This typical example illustrates how the losses in a penstock are affected by flow rate.

**Penstock data:**

1,000 feet long

2 inches internal diameter

100 feet of vertical fall

We used a pipe friction calculator to determine the net head (shown in green) over the range of possible flows. This line also represents the pipe efficiency (in percent). We then used the rule below to estimate the available power in watts. This is shown in blue.

Power (W) = Net Head (ft.) × Flow (gpm) ÷ 12

At this site—with 100 feet of head and the valves closed—the pressure gauge should read 43 psi. The flow is controlled by the nozzle sizes fitted in the turbine. If all constrictions are removed so that the pipe runs “full-bore,” there will be no pressure on the gauge, and we will see about 70 gpm flow, but no power.

Maximum power for this penstock is achieved by using nozzles that reduce flow to 40 gpm. This coincides with a net head of 66 feet (the gauge will read 28 psi).

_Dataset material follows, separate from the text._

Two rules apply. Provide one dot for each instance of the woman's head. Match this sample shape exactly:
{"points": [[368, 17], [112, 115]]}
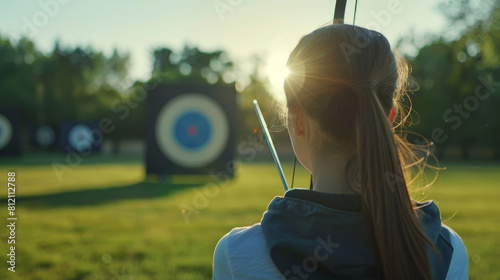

However, this 2-inch-diameter pipe may not be the best choice for a 40 gpm flow because the efficiency is only 66%. If 40 gpm is available for enough of the year then it’s worth considering the cost of larger pipe; this diameter is a good choice for a site with 20 to 30 gpm flows. Observe how the efficiency is much higher at these slightly lower flow rates.

Your choice of pipe diameter will be governed by the sizes that are available and by how much the pipe costs relative to the pressure loss it incurs. In most cases, a target of 80% to 90% efficiency is cost-effective. But if the pipe is the major cost, or you wish to benefit from short-term high flows, then 66% efficiency could be the right choice.